La cuenta regresiva para la gran final del Mundial del domingo frente a España disparó la adrenalina y la ansiedad en toda Argentina. A solo un partido de poder defender la corona global tras superar por 2-1 al eterno rival, Inglaterra, en la semifinal disputada el miércoles en Atlanta, la sociedad sudamericana encontró un método masivo para gestionar la presión y los nervios: el estricto cumplimiento de las “cábalas” o rituales de buena suerte.
Esta devoción por la superstición atraviesa a todas las esferas del país, desde los barrios obreros hasta la política de alto nivel.
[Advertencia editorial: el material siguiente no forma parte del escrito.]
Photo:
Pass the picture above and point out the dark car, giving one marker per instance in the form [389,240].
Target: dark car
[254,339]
El presidente Javier Milei reveló el jueves sus propios hábitos particulares e inamovibles. Según declaró a la radio El Observador, el mandatario no rompería “bajo ninguna circunstancia” su costumbre de ver los partidos de la selección nacional en la residencia presidencial.
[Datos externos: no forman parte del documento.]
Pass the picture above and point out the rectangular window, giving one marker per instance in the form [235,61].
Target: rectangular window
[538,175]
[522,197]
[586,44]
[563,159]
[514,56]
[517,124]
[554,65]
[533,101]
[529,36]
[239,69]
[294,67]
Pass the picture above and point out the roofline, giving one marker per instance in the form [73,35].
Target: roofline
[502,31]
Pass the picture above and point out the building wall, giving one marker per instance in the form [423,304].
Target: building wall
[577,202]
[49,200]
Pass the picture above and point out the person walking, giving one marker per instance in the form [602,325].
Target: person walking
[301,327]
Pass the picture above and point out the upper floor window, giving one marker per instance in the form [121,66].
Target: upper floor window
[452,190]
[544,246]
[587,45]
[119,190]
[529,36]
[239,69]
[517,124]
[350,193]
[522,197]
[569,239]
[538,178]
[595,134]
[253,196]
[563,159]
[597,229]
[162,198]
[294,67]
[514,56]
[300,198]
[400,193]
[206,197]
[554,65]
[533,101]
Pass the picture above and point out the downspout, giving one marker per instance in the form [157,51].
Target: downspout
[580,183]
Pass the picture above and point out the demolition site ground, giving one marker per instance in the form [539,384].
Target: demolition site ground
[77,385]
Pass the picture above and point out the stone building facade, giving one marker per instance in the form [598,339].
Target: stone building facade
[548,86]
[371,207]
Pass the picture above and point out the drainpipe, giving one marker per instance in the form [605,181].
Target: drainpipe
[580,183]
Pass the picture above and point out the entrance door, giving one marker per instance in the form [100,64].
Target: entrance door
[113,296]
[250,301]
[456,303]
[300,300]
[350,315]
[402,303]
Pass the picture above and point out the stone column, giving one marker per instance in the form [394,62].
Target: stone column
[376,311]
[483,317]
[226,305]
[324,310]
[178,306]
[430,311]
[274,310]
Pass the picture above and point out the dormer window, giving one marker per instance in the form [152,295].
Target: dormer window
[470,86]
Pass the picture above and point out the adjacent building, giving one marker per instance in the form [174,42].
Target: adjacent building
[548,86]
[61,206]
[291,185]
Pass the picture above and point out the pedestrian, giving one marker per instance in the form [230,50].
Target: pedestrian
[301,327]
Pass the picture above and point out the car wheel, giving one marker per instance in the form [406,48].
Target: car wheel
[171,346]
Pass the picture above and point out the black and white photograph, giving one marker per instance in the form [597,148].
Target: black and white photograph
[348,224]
En las calles, las reglas de los aficionados son igual de inflexibles. Durante el último encuentro, “nadie se movió del lugar que ocupaba la última vez”, declaró a la agencia AFP Andrés González desde el barrio porteño de Liniers. El contable de 48 años, quien se define como un adicto al fútbol, explicó con convicción el rigor de estas prácticas: “Si vas al baño y hay un gol, te encerramos. Te quedas allí hasta que termine el partido”.
El orden doméstico y el factor psicológico
En los hogares argentinos, la distribución de los invitados y el comportamiento de las mascotas se planifican como estrategias de partido. En casa de la vendedora Estela Vargas, de 65 años, todos visten la misma indumentaria y ocupan las mismas sillas. Sin embargo, su mascota sufre el rigor del rival de turno. “En el partido contra Inglaterra, como es un bulldog inglés, le pusimos una camiseta de Argentina”, dijo Vargas, quien luego añadió una nueva regla para el domingo: “Por España, llueva o haga sol, se queda fuera”.
Por su parte, Graciela Campos dijo que en su vivienda es su suegra quien debe abandonar la sala principal durante el juego. “Entra en la cocina y teje una bufanda azul y blanca”, explicó. Incluso las nuevas generaciones mantienen costumbres históricas, como la congelación simbólica de los adversarios. “Cojo la pegatina del jugador y la meto en el congelador. Mi abuelo me enseñó eso”, dijo Rodrigo Serna, un aficionado de 11 años.
Para quienes practican estos hábitos extravagantes no se trata de una broma, sino de un mecanismo cultural de integración. El sociólogo Diego Murzi declaró que, en el fútbol, “los argentinos no se sienten como espectadores, sino como protagonistas”. El especialista dijo que los rituales son “la sensación de participar atrayendo la buena suerte y alejando la mala”, y añadió que es un elemento muy presente en todo el ámbito deportivo.
Como ejemplo paradigmático, Murzi recordó la figura del exentrenador Carlos Bilardo, campeón del mundo en 1986. Pese a ser un hombre de ciencia, Bilardo era una persona supersticiosa en extremo, dijo el sociólogo. Según recordó, tras un partido ganado donde sonó un teléfono en el vestuario al que nadie respondió, el técnico ordenaba repetir exactamente esa secuencia antes de cada compromiso posterior.
Entre banderas celestes y blancas, altares dedicados a la memoria de Diego Maradona en Villa Devoto y cánticos frente al televisor, la fe en lo esotérico se mantiene intacta. “Todos mis rituales funcionan siempre”, dijo la jubilada de 74 años Lidia Otero, resumiendo el sentir de un país que busca influir, desde el sofá de casa, en el resultado final del domingo.